If you have a custom data source that you want to integrate with DataFusion, you can do so by implementing the TableProvider interface in Rust and then exposing it in Python. To do so, you must use DataFusion 43.0.0 or later and expose a FFI_TableProvider via PyCapsule.
A complete example can be found in the examples folder.
#[pymethods]
impl MyTableProvider {
fn __datafusion_table_provider__<'py>(
&self,
py: Python<'py>,
) -> PyResult<Bound<'py, PyCapsule>> {
let name = CString::new("datafusion_table_provider").unwrap();
let provider = Arc::new(self.clone());
let provider = FFI_TableProvider::new(provider, false, None);
PyCapsule::new_bound(py, provider, Some(name.clone()))
}
}Once you have this library available, you can construct a
:py:class:`~datafusion.Table` in Python and register it with the
SessionContext. Tables can be created either from the PyCapsule exposed by your
Rust provider or from an existing :py:class:`~datafusion.dataframe.DataFrame`.

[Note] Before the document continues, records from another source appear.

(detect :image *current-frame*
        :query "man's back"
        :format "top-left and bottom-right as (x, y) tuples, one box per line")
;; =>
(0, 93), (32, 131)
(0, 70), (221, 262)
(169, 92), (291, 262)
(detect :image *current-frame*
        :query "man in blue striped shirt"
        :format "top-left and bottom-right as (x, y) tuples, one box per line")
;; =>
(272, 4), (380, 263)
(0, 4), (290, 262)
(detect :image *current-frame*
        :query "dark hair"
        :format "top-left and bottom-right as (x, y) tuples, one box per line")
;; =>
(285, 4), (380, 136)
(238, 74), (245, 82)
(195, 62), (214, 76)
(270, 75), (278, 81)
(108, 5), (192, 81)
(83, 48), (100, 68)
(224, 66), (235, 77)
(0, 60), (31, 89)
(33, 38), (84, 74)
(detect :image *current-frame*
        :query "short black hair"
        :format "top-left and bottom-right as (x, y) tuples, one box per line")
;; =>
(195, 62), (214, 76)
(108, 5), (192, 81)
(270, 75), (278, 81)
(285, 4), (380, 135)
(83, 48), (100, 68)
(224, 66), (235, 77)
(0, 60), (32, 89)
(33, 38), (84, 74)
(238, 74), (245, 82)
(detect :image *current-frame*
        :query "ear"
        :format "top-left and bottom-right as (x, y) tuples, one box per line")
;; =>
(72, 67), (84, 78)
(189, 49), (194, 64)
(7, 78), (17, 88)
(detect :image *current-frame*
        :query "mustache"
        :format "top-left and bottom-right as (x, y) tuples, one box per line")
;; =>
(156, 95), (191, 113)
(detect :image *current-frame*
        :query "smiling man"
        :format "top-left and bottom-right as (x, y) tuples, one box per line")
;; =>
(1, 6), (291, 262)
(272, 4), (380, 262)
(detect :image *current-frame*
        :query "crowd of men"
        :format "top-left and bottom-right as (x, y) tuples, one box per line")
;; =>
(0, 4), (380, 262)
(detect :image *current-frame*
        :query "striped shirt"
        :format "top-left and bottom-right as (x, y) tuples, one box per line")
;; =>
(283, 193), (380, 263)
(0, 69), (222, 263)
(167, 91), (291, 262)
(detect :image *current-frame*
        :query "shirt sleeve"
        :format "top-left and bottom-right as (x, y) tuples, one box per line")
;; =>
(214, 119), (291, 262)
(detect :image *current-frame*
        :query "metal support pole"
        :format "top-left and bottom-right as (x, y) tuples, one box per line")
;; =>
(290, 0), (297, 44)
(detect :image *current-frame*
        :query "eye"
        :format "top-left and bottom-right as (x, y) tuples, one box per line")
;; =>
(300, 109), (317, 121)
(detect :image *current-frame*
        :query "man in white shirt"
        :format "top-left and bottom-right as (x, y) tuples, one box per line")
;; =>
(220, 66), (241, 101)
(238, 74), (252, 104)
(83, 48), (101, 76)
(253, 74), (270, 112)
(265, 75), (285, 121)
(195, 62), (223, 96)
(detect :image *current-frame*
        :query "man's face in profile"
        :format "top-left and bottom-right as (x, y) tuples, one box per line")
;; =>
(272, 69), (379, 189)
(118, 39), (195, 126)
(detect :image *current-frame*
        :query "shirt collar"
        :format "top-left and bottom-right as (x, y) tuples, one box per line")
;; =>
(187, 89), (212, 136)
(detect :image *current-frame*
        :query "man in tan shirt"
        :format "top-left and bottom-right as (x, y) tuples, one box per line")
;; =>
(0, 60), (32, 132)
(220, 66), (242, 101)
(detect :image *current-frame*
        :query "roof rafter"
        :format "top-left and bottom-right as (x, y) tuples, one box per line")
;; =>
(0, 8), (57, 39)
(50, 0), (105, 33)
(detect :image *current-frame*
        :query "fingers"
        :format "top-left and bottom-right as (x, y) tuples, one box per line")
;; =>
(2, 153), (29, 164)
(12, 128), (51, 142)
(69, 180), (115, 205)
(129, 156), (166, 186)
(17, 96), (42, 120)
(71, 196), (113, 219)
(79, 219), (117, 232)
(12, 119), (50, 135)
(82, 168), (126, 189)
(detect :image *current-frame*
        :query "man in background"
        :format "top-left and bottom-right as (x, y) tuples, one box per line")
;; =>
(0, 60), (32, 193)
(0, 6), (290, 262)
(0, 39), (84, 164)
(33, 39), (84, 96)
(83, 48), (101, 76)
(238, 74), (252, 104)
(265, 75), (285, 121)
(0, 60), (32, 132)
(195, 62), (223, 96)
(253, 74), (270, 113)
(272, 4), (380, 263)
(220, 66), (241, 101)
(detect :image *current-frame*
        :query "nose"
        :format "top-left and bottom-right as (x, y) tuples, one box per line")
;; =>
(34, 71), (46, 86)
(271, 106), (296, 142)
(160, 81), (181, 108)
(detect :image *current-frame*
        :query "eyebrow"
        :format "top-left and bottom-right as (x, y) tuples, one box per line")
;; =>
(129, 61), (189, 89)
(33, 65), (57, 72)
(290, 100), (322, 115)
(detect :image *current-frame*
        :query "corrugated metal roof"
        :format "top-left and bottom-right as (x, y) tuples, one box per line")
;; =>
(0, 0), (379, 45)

Call the provider's __datafusion_table_provider__() method to obtain the capsule
before constructing a Table. The Table.from_view() helper is
deprecated; instead use Table.from_dataframe() or DataFrame.into_view().
Note
:py:meth:`~datafusion.context.SessionContext.register_table_provider` is deprecated. Use :py:meth:`~datafusion.context.SessionContext.register_table` with the resulting :py:class:`~datafusion.Table` instead.
from datafusion import SessionContext, Table
ctx = SessionContext()
provider = MyTableProvider()
capsule = provider.__datafusion_table_provider__()

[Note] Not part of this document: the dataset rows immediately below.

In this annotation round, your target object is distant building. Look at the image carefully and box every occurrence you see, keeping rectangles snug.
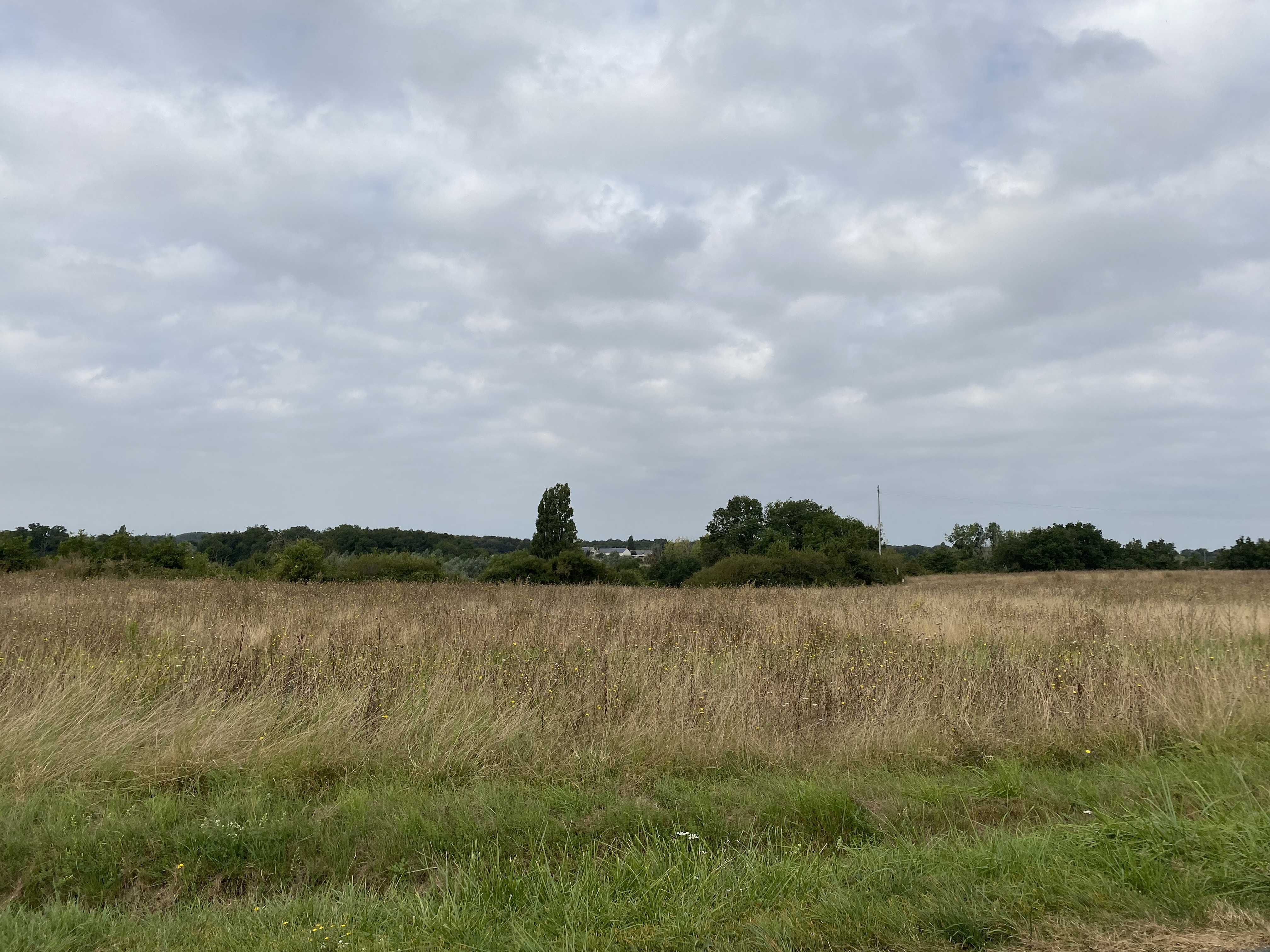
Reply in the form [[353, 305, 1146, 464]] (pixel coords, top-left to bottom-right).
[[582, 546, 653, 561]]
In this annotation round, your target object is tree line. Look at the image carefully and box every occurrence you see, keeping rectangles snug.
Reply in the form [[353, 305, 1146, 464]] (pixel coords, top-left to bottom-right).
[[904, 522, 1270, 574], [0, 482, 1270, 586]]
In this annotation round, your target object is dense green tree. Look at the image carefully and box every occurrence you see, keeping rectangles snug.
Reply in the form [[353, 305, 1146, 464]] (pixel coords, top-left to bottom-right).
[[102, 525, 146, 562], [917, 546, 964, 575], [992, 522, 1120, 571], [529, 482, 578, 558], [141, 536, 189, 569], [57, 529, 102, 561], [198, 525, 273, 565], [551, 548, 607, 585], [273, 538, 326, 581], [479, 550, 555, 583], [1120, 538, 1182, 569], [701, 496, 763, 564], [646, 552, 702, 588], [14, 530, 70, 558], [0, 532, 38, 572], [1213, 536, 1270, 569]]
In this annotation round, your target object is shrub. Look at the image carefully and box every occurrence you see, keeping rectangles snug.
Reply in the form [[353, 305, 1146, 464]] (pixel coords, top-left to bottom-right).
[[1214, 536, 1270, 569], [142, 536, 189, 569], [683, 555, 779, 588], [273, 538, 326, 581], [648, 552, 701, 588], [551, 548, 608, 585], [330, 551, 446, 581], [0, 532, 36, 572], [480, 550, 555, 581]]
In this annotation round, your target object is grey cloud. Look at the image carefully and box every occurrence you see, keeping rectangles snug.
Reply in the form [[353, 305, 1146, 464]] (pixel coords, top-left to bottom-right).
[[0, 0, 1270, 545]]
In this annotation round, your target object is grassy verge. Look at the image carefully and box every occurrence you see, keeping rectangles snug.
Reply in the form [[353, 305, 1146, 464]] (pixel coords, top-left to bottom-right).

capsule_table = Table.from_capsule(capsule)
df = ctx.from_pydict({"a": [1]})
view_table = Table.from_dataframe(df)
# or: view_table = df.into_view()
ctx.register_table("capsule_table", capsule_table)
ctx.register_table("view_table", view_table)
ctx.table("capsule_table").show()
ctx.table("view_table").show()Both Table.from_capsule() and Table.from_dataframe() create
table providers that can be registered with the SessionContext using register_table().